The dynamics of occupations — old ones disappearing and new ones emerging — proceeds at normal pace for a fast growing industry such as the IT sector. There have been significant changes in the way we work, a hybrid model has become prevalent. The relatively good performance of teleworking encourages digital nomadism and challenging the corporate organisations. The temptation to freelance via platforms, the so-called gig economy, has grown. The pandemic brought a crisis, the war intensified it, we now expect a pronounced economic crisis in which the risk of these temptations will be felt.

Bulgaria is among the EU Member States that spend the least on science. How can businesses, and not only big companies, become involved in research and development?

There is no established ecosystem for innovation, although its launch can be financed with a modest share of the funds allocated from the national plan for cooperation between business and research institutes. I proposed such a concept back in 2011 on behalf of the Bulgarian Association for Information Technology (BAIT). It aims to create a market for innovations, innovative ideas in different phases of their completion — a fundamental prerequisite for stimulating and building an innovation ecosystem.
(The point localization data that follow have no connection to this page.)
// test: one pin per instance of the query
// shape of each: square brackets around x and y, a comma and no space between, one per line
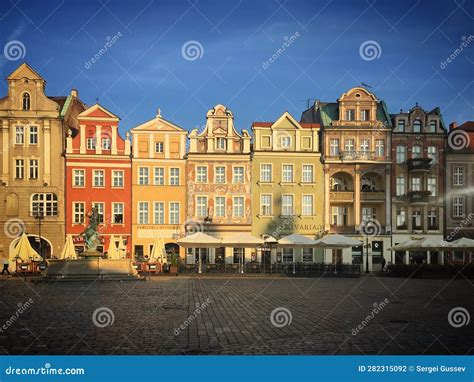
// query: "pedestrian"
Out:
[383,264]
[5,267]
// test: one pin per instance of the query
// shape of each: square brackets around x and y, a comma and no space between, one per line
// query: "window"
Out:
[33,169]
[219,210]
[79,178]
[105,143]
[416,184]
[307,173]
[401,219]
[379,147]
[201,174]
[308,255]
[287,255]
[142,212]
[174,213]
[219,174]
[349,145]
[350,114]
[19,168]
[90,143]
[33,135]
[287,175]
[100,211]
[365,145]
[417,126]
[159,213]
[46,204]
[265,205]
[458,176]
[220,143]
[401,126]
[143,176]
[26,101]
[174,176]
[117,178]
[265,173]
[19,135]
[307,209]
[159,176]
[79,213]
[401,186]
[117,213]
[416,219]
[364,115]
[432,186]
[458,206]
[287,205]
[334,147]
[201,206]
[238,206]
[98,178]
[285,141]
[238,175]
[401,154]
[416,152]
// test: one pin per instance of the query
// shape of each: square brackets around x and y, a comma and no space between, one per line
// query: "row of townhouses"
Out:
[345,167]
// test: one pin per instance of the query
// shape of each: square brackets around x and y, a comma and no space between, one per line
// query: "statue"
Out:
[90,234]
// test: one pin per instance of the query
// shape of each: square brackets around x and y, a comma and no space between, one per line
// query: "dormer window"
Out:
[26,101]
[220,143]
[350,114]
[417,126]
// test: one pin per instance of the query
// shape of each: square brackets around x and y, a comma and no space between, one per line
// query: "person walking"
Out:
[5,267]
Ognyan Trayanov is the founder, owner and CEO of the IT company TechnoLogica. He is Chairman of the Bulgarian Network of the UN Global Compact, Vice-Chairman of the Bulgarian Association for Information Technology (BAIT). Co-founder and Chairman of the National Council of the Bulgarian Global Compact Network, whose main priority is education. Under his leadership the National Plan of the CSR Europe project Youth Pact was prepared. Founder of the interactive science and technology centre TechnoMagicLand. He initiated the Engineering Education — Solid and Workable programme, which has helped to modernise engineering automation training in 10 universities.